Home / Daily / Genworth returns to profit as house prices jump
30 April 2021
Genworth Mortgage Insurance posted a $34.8 million underwriting profit in the first quarter as strong house prices and a robust economy boosted uptake of home loans and also improved the outlook for claims.
Australia’s leading provider of lenders mortgage insurance (LMI) says gross written premium (GWP) jumped 25% to $142.7 million in the first three months of the year as owner-occupiers and first home buyers underpinned the rising national housing market.
“This has been a great start to the year for us,” CEO and MD Pauline Blight-Johnston said, adding there is “great underlying momentum in the business” and Genworth is hopeful the positive economic and house price trends continue.
“Rising asset prices are helping the economic recovery and are good for our business,” she said during an investor briefing today.
During the quarter, Australia's house prices saw the steepest increase in almost 18 years. Sydney and Canberra recorded the fastest quarterly increases in nearly three decades while Melbourne's house and unit prices have reached a new record high, with the median house price projected to pass $1 million in the current quarter.
Australians are taking advantage of cheap mortgages, with demand for housing unmet for many years, Ms Blight-Johnston says, and “Genworth has “every expectation the growth will continue”.
“First time buyers and upgraders are taking the opportunity of the low interest rate environment to get their little piece of Australia,” she said. “While interest rates are low and house prices are in reach, we don’t see any change to these underlying (GWP) trends,” she said.
Ms Blight-Johnston said there was some danger sales of mortgage insurance would slow if continued house price increases put property too far out of reach of buyers.
Genworth’s first quarter loss ratio was 41.8%, versus 47.1% a year earlier, an improvement it says reflects the strong property values and economy, offset by its additional reserving.
The swing to the black comes after a loss of $234 million in 2020 as Genworth shored up its reserve war chest with refined delinquency reserving of $109.1 million in anticipation of claims spurred by mortgage delinquencies.
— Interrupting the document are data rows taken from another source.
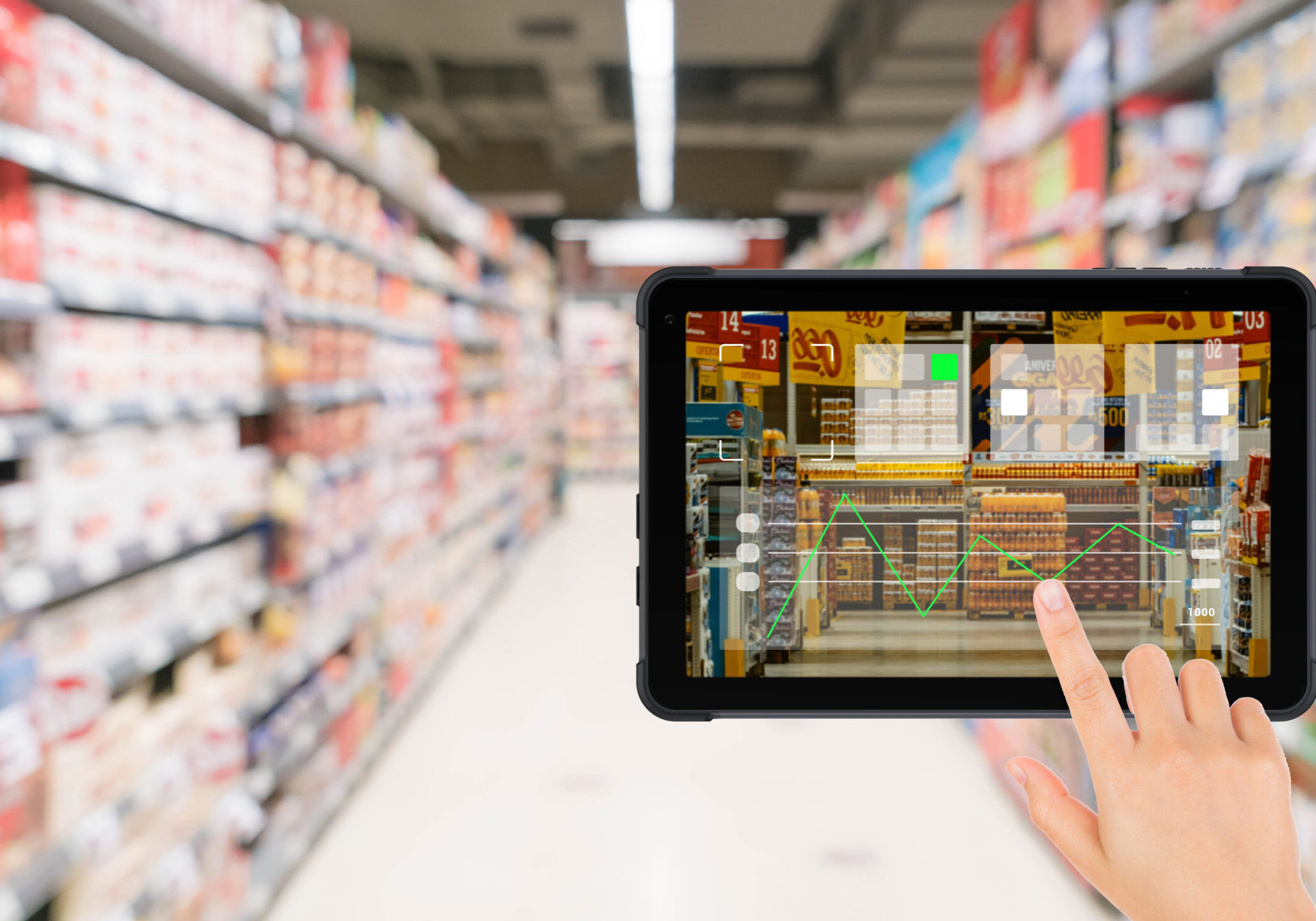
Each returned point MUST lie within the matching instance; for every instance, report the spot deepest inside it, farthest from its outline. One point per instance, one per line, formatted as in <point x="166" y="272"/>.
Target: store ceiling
<point x="781" y="104"/>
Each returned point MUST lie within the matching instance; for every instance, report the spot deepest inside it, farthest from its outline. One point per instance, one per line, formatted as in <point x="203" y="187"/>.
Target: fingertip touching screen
<point x="877" y="494"/>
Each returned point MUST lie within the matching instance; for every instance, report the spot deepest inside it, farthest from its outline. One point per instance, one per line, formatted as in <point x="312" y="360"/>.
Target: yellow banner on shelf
<point x="1120" y="327"/>
<point x="752" y="377"/>
<point x="823" y="343"/>
<point x="1232" y="375"/>
<point x="1256" y="352"/>
<point x="1083" y="328"/>
<point x="1139" y="368"/>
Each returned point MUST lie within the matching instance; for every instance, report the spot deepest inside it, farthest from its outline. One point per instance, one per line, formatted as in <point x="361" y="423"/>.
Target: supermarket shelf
<point x="82" y="294"/>
<point x="1055" y="482"/>
<point x="378" y="741"/>
<point x="302" y="663"/>
<point x="310" y="310"/>
<point x="165" y="645"/>
<point x="44" y="585"/>
<point x="25" y="892"/>
<point x="81" y="170"/>
<point x="1196" y="62"/>
<point x="957" y="509"/>
<point x="124" y="31"/>
<point x="90" y="415"/>
<point x="24" y="300"/>
<point x="874" y="481"/>
<point x="340" y="392"/>
<point x="20" y="432"/>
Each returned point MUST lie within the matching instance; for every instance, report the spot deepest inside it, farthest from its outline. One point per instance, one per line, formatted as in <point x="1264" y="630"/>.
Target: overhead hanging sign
<point x="1120" y="327"/>
<point x="821" y="345"/>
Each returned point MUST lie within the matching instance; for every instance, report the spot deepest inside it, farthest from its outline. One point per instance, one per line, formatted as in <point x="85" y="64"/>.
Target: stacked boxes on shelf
<point x="1028" y="527"/>
<point x="936" y="562"/>
<point x="158" y="696"/>
<point x="1104" y="470"/>
<point x="906" y="495"/>
<point x="837" y="420"/>
<point x="852" y="567"/>
<point x="1254" y="532"/>
<point x="787" y="509"/>
<point x="905" y="564"/>
<point x="1108" y="572"/>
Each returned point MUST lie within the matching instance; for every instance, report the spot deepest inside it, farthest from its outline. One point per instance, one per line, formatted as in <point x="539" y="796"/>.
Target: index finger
<point x="1087" y="688"/>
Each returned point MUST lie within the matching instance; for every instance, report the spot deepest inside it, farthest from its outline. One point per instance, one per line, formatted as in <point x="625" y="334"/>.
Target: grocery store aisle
<point x="533" y="784"/>
<point x="903" y="644"/>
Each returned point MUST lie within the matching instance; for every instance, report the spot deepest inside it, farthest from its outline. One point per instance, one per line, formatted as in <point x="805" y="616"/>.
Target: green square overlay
<point x="944" y="366"/>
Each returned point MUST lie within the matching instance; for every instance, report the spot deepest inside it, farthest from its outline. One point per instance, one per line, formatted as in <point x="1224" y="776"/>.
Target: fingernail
<point x="1017" y="772"/>
<point x="1053" y="595"/>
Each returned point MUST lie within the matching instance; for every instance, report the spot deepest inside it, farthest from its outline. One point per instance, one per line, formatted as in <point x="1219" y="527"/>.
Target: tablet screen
<point x="877" y="494"/>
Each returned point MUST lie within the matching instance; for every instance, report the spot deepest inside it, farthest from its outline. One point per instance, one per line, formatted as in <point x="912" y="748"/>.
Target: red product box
<point x="767" y="341"/>
<point x="729" y="327"/>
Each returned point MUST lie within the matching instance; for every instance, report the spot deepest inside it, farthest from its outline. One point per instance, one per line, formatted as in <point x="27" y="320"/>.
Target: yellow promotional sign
<point x="823" y="345"/>
<point x="1231" y="375"/>
<point x="752" y="377"/>
<point x="1013" y="569"/>
<point x="1083" y="328"/>
<point x="1120" y="327"/>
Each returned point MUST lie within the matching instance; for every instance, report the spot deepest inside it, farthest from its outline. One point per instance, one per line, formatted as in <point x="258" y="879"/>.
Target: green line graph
<point x="923" y="612"/>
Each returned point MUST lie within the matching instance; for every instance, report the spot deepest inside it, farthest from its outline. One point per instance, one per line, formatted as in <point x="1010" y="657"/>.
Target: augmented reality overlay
<point x="877" y="494"/>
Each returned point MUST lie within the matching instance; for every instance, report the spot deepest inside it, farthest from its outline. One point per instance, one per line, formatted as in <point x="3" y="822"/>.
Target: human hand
<point x="1194" y="814"/>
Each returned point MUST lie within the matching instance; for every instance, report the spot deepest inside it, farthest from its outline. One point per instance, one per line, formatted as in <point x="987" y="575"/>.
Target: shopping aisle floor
<point x="533" y="784"/>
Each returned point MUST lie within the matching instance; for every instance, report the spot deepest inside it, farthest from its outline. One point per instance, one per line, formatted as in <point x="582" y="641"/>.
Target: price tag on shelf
<point x="163" y="543"/>
<point x="1223" y="182"/>
<point x="98" y="836"/>
<point x="158" y="303"/>
<point x="153" y="653"/>
<point x="98" y="565"/>
<point x="12" y="910"/>
<point x="34" y="151"/>
<point x="160" y="407"/>
<point x="88" y="413"/>
<point x="204" y="529"/>
<point x="1303" y="165"/>
<point x="79" y="167"/>
<point x="28" y="587"/>
<point x="282" y="120"/>
<point x="209" y="308"/>
<point x="205" y="405"/>
<point x="8" y="444"/>
<point x="250" y="405"/>
<point x="200" y="628"/>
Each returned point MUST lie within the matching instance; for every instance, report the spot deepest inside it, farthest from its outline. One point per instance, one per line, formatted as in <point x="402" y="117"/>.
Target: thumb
<point x="1066" y="821"/>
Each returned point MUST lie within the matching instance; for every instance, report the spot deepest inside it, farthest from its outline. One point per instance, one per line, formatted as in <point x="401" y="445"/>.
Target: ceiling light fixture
<point x="652" y="41"/>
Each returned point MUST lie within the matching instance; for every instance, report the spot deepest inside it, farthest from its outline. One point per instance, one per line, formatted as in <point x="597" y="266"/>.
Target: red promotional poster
<point x="1004" y="55"/>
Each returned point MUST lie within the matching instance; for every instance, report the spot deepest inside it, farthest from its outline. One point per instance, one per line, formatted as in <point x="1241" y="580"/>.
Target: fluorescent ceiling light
<point x="652" y="41"/>
<point x="666" y="242"/>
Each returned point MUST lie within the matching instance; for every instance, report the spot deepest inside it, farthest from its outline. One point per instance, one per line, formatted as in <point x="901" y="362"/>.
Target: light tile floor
<point x="533" y="784"/>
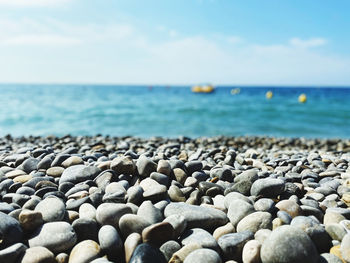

This has not materialised so far due to support packages which it says “interrupted the typical incidence patterns of delinquencies and claims”.
The first quarter delinquency rate was little changed at 0.58%. Genworth paid 186 claims for net claims incurred of just $35.9 million in the first quarter, compared with $138 million in the fourth quarter.
Borrowers in hardship mostly had their loans restructured and this closed out all active repayment deferrals at Genworth’s lender customers by the end of March. There had been 8162 at the end of 2020 and 31,139 three months prior to that.
“As at 31 March 2021, these arrangements have effectively terminated, with arrears reset or loans restructured,” Genworth said.
Genworth is working closely with lender customers to understand their loan restructuring in detail and determine the most appropriate hardship solutions to mitigate potential losses and has maintained prudent reserving to compensate for the continued lag effects of COVID-19 moratoriums on possessions, as well as the potential impact of the NSW and south east Queensland storms and floods.
Genworth said today it will carefully monitor bank lending data over the course of this year as uncertainty over the claims outlook persists.
“We still need to see what happens in the loan book when the loan has to perform again and that’s when we can really refine those (claims) assumptions,” Ms Blight-Johnston explained to investors.
After Genworth Financial Inc sold its entire 52% stake in Genworth Mortgage Insurance Australia in March, Genworth is switching to half-yearly reporting and will next update in August.
“We’ll know more then,” Ms Blight-Johnston said of mortgage hardship and the outlook for claims.
Genworth says the impacts of the winding back of support programs are yet to flow through the economy and it “will remain vigilant to the signals arising from economic indicators and loan delinquency data”.
“With these support programs now concluded, we are working very closely with our lender customers to understand the performance of loans that were previously on repayment deferral,” Ms Blight-Johnston said. “Over coming periods, it will become increasingly evident how many insured loans may continue to experience difficulty.
“We look forward to a clearer picture of the ultimate impact of COVID-19 on Genworth’s business emerging over the course of the year.”